Cricket Coaching School was a Bangladeshi cricket team that played List A cricket in the Dhaka Premier League in 2013-14 and 2015–16.

==History==
The Cricket Coaching School team lost their first five matches in 2013–14, then won their sixth. They failed to arrive at the ground in time to start their seventh match reportedly after being stuck in a traffic jam, and were immediately demoted from the league. They won 14 of their 16 matches in the 2014-15 Dhaka First Division League, finished first, and returned to List A status in the Dhaka Premier League in 2015–16.

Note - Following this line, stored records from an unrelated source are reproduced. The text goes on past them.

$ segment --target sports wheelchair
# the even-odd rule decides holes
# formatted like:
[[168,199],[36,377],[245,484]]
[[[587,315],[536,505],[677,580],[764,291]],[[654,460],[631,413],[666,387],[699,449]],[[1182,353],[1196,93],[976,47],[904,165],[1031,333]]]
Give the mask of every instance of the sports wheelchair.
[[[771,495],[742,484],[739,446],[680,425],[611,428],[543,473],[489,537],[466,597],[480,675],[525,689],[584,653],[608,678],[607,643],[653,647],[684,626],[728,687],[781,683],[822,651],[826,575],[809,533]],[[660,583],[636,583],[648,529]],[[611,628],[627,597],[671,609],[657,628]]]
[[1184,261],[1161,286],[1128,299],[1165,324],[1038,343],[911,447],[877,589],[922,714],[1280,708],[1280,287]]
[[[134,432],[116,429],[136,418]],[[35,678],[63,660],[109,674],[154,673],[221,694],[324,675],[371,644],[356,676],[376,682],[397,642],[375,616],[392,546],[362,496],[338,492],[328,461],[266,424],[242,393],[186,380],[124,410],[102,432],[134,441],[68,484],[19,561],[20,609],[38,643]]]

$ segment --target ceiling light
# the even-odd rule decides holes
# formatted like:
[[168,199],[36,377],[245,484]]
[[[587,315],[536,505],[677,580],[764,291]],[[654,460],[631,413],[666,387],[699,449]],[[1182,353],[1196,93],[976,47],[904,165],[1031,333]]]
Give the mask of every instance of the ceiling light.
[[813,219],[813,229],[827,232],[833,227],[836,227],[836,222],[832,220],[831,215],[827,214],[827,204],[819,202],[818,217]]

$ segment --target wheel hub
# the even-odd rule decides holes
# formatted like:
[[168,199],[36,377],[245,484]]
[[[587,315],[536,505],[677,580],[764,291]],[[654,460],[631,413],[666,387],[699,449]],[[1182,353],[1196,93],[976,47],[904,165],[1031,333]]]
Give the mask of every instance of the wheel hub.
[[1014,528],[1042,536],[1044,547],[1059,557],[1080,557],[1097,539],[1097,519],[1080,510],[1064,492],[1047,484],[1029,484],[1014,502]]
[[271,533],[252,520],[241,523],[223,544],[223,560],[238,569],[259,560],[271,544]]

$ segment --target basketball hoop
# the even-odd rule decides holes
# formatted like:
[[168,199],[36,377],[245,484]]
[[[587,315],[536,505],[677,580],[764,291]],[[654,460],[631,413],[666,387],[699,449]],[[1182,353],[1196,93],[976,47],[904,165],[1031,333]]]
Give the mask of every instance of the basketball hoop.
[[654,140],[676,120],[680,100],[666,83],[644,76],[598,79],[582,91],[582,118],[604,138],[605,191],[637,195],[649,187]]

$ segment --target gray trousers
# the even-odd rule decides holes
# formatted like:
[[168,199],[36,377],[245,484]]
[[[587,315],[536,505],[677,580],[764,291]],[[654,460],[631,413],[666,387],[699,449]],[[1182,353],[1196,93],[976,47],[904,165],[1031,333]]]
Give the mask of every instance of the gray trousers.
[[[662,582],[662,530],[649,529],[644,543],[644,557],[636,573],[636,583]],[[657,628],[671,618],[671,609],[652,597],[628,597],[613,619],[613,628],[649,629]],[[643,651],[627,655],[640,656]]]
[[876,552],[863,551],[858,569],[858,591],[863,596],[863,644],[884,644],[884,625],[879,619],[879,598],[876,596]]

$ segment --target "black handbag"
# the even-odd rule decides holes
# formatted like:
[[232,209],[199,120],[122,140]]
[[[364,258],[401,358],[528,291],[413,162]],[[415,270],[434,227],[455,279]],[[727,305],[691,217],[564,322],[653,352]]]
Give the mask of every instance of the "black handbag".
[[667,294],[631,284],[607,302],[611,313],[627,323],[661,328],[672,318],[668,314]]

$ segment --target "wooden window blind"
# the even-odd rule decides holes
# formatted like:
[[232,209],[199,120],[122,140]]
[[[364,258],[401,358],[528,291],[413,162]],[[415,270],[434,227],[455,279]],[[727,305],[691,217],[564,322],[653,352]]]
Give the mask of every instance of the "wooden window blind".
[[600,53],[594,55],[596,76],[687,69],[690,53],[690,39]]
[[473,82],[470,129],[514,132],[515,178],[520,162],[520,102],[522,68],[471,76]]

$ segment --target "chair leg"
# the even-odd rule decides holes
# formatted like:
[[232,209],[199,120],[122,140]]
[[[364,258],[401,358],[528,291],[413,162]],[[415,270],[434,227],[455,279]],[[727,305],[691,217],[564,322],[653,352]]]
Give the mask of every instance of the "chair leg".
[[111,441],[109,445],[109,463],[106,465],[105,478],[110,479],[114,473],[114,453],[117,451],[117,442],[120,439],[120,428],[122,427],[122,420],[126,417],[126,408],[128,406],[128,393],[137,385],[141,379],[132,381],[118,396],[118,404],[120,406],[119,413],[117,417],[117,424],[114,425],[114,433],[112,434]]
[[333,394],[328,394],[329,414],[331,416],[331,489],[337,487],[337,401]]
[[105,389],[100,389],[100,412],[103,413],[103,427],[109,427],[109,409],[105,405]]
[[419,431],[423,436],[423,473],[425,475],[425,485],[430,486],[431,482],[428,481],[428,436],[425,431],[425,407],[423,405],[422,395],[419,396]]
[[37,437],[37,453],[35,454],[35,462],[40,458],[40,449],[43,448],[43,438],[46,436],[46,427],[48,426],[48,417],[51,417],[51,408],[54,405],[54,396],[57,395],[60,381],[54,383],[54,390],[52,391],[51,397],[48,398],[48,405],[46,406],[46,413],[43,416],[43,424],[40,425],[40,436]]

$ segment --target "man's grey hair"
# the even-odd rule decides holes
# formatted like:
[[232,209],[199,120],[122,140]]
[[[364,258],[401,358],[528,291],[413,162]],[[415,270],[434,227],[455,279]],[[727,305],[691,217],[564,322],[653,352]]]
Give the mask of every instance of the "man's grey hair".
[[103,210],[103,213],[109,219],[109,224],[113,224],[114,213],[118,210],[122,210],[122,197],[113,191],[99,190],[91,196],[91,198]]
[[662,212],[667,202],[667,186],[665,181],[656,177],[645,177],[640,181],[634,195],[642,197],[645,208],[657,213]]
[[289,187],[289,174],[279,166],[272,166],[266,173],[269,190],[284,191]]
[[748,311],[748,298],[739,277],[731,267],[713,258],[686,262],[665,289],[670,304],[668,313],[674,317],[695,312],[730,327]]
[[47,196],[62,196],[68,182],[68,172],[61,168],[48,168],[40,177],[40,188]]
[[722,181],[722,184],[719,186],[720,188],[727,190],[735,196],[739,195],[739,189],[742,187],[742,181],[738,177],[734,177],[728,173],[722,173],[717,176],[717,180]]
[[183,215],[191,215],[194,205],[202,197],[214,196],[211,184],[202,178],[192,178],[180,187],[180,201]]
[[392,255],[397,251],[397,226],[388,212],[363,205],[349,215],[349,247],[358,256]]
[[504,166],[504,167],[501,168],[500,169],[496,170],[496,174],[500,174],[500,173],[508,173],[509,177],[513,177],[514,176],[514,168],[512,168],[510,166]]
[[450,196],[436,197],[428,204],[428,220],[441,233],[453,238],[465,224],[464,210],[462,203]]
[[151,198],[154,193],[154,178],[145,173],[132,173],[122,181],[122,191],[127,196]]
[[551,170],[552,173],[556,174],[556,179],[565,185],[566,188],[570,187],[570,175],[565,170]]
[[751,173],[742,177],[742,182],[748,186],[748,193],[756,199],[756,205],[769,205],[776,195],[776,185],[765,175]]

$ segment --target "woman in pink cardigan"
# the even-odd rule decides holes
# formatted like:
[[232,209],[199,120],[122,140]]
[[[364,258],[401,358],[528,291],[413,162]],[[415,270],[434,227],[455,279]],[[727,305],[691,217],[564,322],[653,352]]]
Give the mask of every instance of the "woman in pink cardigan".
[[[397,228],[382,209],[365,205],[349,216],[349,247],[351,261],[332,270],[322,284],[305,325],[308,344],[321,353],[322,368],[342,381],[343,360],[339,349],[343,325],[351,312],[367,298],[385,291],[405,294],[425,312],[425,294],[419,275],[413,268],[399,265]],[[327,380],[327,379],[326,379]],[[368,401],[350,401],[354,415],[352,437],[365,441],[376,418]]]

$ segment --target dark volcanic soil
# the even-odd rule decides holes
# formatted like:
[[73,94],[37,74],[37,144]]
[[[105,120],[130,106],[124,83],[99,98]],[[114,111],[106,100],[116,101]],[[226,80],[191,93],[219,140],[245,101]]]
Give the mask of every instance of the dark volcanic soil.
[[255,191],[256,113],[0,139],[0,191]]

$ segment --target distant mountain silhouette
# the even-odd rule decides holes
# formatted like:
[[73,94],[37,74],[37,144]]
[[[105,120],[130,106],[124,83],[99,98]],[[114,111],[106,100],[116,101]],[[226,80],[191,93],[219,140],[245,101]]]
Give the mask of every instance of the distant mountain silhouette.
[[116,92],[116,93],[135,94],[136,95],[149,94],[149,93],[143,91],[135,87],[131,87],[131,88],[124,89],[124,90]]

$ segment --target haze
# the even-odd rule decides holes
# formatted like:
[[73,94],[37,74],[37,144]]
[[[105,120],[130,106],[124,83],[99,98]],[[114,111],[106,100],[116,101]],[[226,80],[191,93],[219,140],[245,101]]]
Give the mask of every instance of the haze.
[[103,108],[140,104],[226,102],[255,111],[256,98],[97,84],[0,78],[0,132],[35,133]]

Apart from the captain and manager Rajin Saleh, the Cricket Coaching School team in 2015-16 consisted entirely of young players, many of whom had played for national under-age teams. They won only two of their 11 matches, finished 11th out of 12, and were relegated again.

Before the 2016–17 season the club was bought by Beximco, Bangladesh's largest conglomerate, and renamed Shinepukur Cricket Club, after Shinepukur Ceramics, a subsidiary of Beximco. Shinepukur Cricket Club has competed in the Dhaka Premier League since the 2017–18 season.

While it no longer fields a professional team, the Cricket Coaching School continues to coach young players.